EMOTIONAL TRAIN WRECK: Accelerating for Impact...

ARE YOU A TRAIN WRECK WAITING TO HAPPEN?

The real estate agent, divorced, remarried, now with two sets of kids, working two jobs while trying to start a business. One night he dropped the milk carton spilling the contents over the kitchen floor resulting a spontaneous emotional implosion with sobbing fits of rage, while his wife and children watched in shock. He locked himself in the bathroom and remained in the fetal position until the ambulance arrived. He was hospitalized in the mental health unit and only sleep ended the sobbing.

The overworked bank manager discovering her husband's extramarital affair while she was trying to care for her terminally ill mother. When we met she was on leave from work struggling daily with full blown panic attacks, which included racing heart, dizziness, depersonalization, muscle spasms, labored breathing and throat constriction. Every admission to the ER found her in perfect physical health.

The construction supervisor, with chronic marital conflict, commuting from PA to NY two and half hours up and back every day. One Sunday night he decided he couldn't do it anymore and took a bottle of his wife's valium and was committed to a mental health unit.

HOW STRESS AFFECTS THE BODY
You believe you're invincible and employ the adaptive capacity of the frontal lobe to deny the signs of an impending break down. But deep within the reptilian inner braincore, and directly related to your failure to adapt to stress in healthy ways, fear circuits are beginning a neural alignment with physiological symptoms that will literally blindside you seemingly out of nowhere and all efforts of the adaptive frontal lobe to seek relief will appear futile. But make no mistake, over many months and even years you were building up steam for the crash.
The first step of recovery is releasing the throttle of control. You can't do it all. Sometimes you need to let go the tiller and let the ship flow with the current. You can't control everything in your personal world and you certainly can't control other people. In fact most of life is simply outside your control and you need to sculpt the wisdom to recognize what is and isn't in your power to control. Utilizing your adaptive frontal lobe to pull back rather than storm ahead is a great first step. Attempts at controlling other people is an exercise of futility, because all control will incorporate opposing resistance on some level (keep that in mind when seeking compliance with children).

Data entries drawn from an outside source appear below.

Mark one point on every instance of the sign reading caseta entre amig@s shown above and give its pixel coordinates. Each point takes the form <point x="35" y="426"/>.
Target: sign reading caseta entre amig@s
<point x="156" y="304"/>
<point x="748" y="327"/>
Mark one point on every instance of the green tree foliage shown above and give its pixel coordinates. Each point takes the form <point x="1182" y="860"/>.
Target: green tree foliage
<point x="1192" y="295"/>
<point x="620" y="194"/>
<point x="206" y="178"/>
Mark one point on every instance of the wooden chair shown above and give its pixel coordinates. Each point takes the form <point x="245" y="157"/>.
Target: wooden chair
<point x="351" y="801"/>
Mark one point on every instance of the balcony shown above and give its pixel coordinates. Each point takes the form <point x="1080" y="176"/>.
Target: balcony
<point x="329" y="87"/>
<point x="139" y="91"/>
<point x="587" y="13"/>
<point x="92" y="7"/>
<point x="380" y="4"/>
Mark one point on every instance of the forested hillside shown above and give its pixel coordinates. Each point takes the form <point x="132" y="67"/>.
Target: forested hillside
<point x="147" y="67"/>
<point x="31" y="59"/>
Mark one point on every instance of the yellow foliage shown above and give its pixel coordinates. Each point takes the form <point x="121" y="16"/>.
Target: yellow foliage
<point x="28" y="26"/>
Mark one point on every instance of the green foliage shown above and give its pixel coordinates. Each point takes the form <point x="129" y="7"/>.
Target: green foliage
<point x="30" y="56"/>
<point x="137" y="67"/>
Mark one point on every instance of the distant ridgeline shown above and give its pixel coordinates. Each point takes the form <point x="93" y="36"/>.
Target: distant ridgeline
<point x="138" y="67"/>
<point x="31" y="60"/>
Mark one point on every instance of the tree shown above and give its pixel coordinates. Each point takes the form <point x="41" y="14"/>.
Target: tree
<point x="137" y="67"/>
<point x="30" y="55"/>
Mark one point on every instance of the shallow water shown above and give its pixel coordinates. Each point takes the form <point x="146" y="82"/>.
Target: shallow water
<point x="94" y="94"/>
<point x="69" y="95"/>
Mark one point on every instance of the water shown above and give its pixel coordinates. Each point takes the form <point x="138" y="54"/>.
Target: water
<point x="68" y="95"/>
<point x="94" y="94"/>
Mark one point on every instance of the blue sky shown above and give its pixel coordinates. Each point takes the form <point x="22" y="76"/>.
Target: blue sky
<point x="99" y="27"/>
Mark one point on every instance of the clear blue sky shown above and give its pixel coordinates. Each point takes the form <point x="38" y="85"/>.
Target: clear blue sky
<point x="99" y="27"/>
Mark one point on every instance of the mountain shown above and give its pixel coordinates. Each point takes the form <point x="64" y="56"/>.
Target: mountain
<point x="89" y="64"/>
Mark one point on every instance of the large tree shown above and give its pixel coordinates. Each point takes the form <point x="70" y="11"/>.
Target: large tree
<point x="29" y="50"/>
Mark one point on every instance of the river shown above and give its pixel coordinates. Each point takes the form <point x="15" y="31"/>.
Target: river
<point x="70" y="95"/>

Look at your diet. Ignore what you eat at your peril. If the fuel that serves to motivate your body and brain is deficient, that deficiency will be evident in your actions and failure will be omnipresent and will include your failure to effectively cope with even minor problems, because your mood and mental state are in the pits of despondency. Most people fail to even recognize that they are often in the late stages of full dehydration due to the diuretic factors of sugar, empty carbs, caffeine, nicotine, alcohol and over prescribed psychiatric medications. Researchers are beginning to identify chronic inflammation throughout the entire body, based on poor eating habits, as a possible cause of depression and anxiety disorders.

Look at the dynamics of your most significant relationships and identify YOUR role in maintaining the chronic conflict. Even though the knee-jerk response is to blame, criticize, judge, label, diagnose, etc, the significant other, what about YOU? How do you do to provoke their response? What behaviors and responses can you change to generate more harmony and less conflict? How can you take responsibility for the emotional drama that you participate in and often magnify? How do you justify and rationalize your unhealthy behaviors? How can you take responsibility for yourself in ways that benefit yourself and others?
Emotional train wrecks often have many variables and factors greasing the tracks for sudden impact. Yet, even though impact seems spontaneous, it is often a culmination of many years of dysfunctional and maladaptive behaviors building in intensity through denial. The weight of that denial causes speed to accelerate making the crash that much more traumatic.